La estrategia energética marroquí recibe una importancia particular en el análisis. Marruecos es uno de los líderes regionales en energía solar, eólica, hidrógeno verde y transición energética. El complejo solar Noor Ouarzazate ejemplifica visiblemente esta ambición nacional. El país dispone de activos excepcionales: un enorme potencial solar y eólico, una visión nacional coherente, importantes inversiones en infraestructura y la capacidad de atraer alianzas estratégicas internacionales. De este modo, Marruecos se perfila como un futuro proveedor estratégico de energía verde para Europa. También actúa como un actor clave en las nuevas cadenas energéticas globales.

La geografía de Marruecos constituye una de sus principales ventajas geopolíticas. El reino funciona como una verdadera puerta de entrada a África, un puente entre Europa y África y un centro logístico global. Dentro de este marco, el puerto de Tánger Med representa uno de los mayores éxitos estratégicos del país. Hoy es uno de los puertos más eficientes del Mediterráneo y de África, un importante centro del comercio internacional y un motor clave de la industrialización marroquí. Esta infraestructura resulta esencial para la competitividad del reino y para su integración en los grandes flujos comerciales globales.

La cuestión del Sáhara marroquí ocupa un lugar central en el reposicionamiento diplomático del reino. Rabat ha logrado «reforzar considerablemente su posición internacional gracias a una diplomacia activa, asociaciones estratégicas, una estabilidad política reconocida e importantes inversiones en las provincias del Sur». El plan marroquí de autonomía goza hoy de reconocimiento: «numerosos países lo perciben como una solución seria, creíble, pragmática y la más realista para el conflicto». Los progresos alcanzados por Marruecos en esta cuestión resultan notables. Además, Argelia aparece plenamente implicada en esta disputa regional.

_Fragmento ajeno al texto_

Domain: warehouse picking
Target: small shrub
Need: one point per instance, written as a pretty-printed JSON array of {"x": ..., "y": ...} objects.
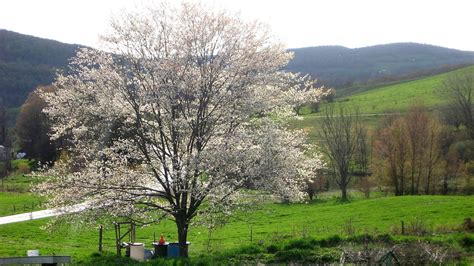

El continuo apoyo estadounidense a la soberanía marroquí sobre el Sáhara merece también una mención. Asimismo, varios países europeos han evolucionado favorablemente en sus posiciones. Esta dinámica refleja «un giro diplomático mayor que refuerza la credibilidad internacional del reino». Varios países africanos y árabes han abierto representaciones consulares en las provincias del Sur. Dicha evolución constituye «una prueba del avance continuo de la posición marroquí en la escena internacional». Desde su regreso a la Unión Africana en 2017, Marruecos ha afianzado su presencia. Rabat actúa como «un actor africano de primer orden» gracias a la expansión de sus bancos, operadores de telecomunicaciones, grupos aseguradores y proyectos de infraestructura en África subsahariana.

Por último, el análisis resalta la solidez de las asociaciones estratégicas del reino con Estados Unidos y la Unión Europea. Marruecos es «un socio fiable en la lucha contra el terrorismo, la seguridad regional, la cooperación migratoria y la estabilidad en el Mediterráneo». Esta convergencia de intereses securitarios, económicos y diplomáticos permite al reino consolidar progresivamente su estatus de potencia regional emergente. Así refuerza su papel como actor estabilizador y socio estratégico indispensable entre Europa, África y el espacio atlántico.